Why this matters
Claude Code has to decide whether a turn should keep going or switch into cleanup work.
Data structures you need first
BudgetTracker
This tracker remembers what the continuation logic has already seen.
export type BudgetTracker = {
continuationCount: number
lastDeltaTokens: number
lastGlobalTurnTokens: number
startedAt: number
}| Field | Meaning | First Pass |
|---|---|---|
continuationCount | How many continuation nudges have already happened. | Very important |
lastDeltaTokens | How many tokens were gained since the prior check. | Important |
lastGlobalTurnTokens | The prior total token count remembered by the tracker before the next budget check. | Helpful once you compare iterations |
startedAt | When the budget tracking window began. | Safe to skim |
Code walk
The budget gate returns either continue or stop:
const COMPLETION_THRESHOLD = 0.9
const DIMINISHING_THRESHOLD = 500
export function checkTokenBudget(
tracker: BudgetTracker,
agentId: string | undefined,
budget: number | null,
globalTurnTokens: number,
): TokenBudgetDecision {
if (agentId || budget === null || budget <= 0) {
return { action: 'stop', completionEvent: null }
}
const turnTokens = globalTurnTokens
const pct = Math.round((turnTokens / budget) * 100)
const deltaSinceLastCheck = globalTurnTokens - tracker.lastGlobalTurnTokens
const isDiminishing =
tracker.continuationCount >= 3 &&
deltaSinceLastCheck < DIMINISHING_THRESHOLD &&
tracker.lastDeltaTokens < DIMINISHING_THRESHOLD
if (!isDiminishing && turnTokens < budget * COMPLETION_THRESHOLD) {
tracker.continuationCount++
tracker.lastDeltaTokens = deltaSinceLastCheck
tracker.lastGlobalTurnTokens = globalTurnTokens
return {
action: 'continue',
nudgeMessage: getBudgetContinuationMessage(pct, turnTokens, budget),
continuationCount: tracker.continuationCount,
pct,
turnTokens,
budget,
}
}
if (isDiminishing || tracker.continuationCount > 0) {
return {
action: 'stop',
completionEvent: {
continuationCount: tracker.continuationCount,
pct,
turnTokens,
budget,
diminishingReturns: isDiminishing,
durationMs: Date.now() - tracker.startedAt,
},
}
}
return { action: 'stop', completionEvent: null }
}
The first rule is the 90% line. If the turn is still below that target and the recent token growth does not look weak, the runtime sends a continuation nudge instead of ending the turn.
The second rule is the diminishing-returns check. After at least three
continuations, if both the newest token gain and the previous gain are under
DIMINISHING_THRESHOLD, the system treats that as stalling and stops with a
diminishingReturns completion event instead of nudging again.
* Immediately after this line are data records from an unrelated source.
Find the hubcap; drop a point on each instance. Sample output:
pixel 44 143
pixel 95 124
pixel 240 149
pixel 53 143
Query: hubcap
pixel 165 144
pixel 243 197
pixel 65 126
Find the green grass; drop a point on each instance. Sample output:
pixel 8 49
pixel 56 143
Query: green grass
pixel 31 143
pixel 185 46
Stop hooks are the next stage after the model response ends:
export async function* handleStopHooks(
messagesForQuery: Message[],
assistantMessages: AssistantMessage[],
systemPrompt: SystemPrompt,
userContext: { [k: string]: string },
systemContext: { [k: string]: string },
toolUseContext: ToolUseContext,
querySource: QuerySource,
stopHookActive?: boolean,
)
This function does not merely log. It can trigger prompt suggestion, memory extraction, auto-dream, and hook summaries before the turn fully settles.
Takeaways
- Budget logic protects long-running turns from drifting forever.
- Stop hooks are real post-turn behavior, not just analytics.
- The budget gate and stop hooks together decide how a turn actually ends.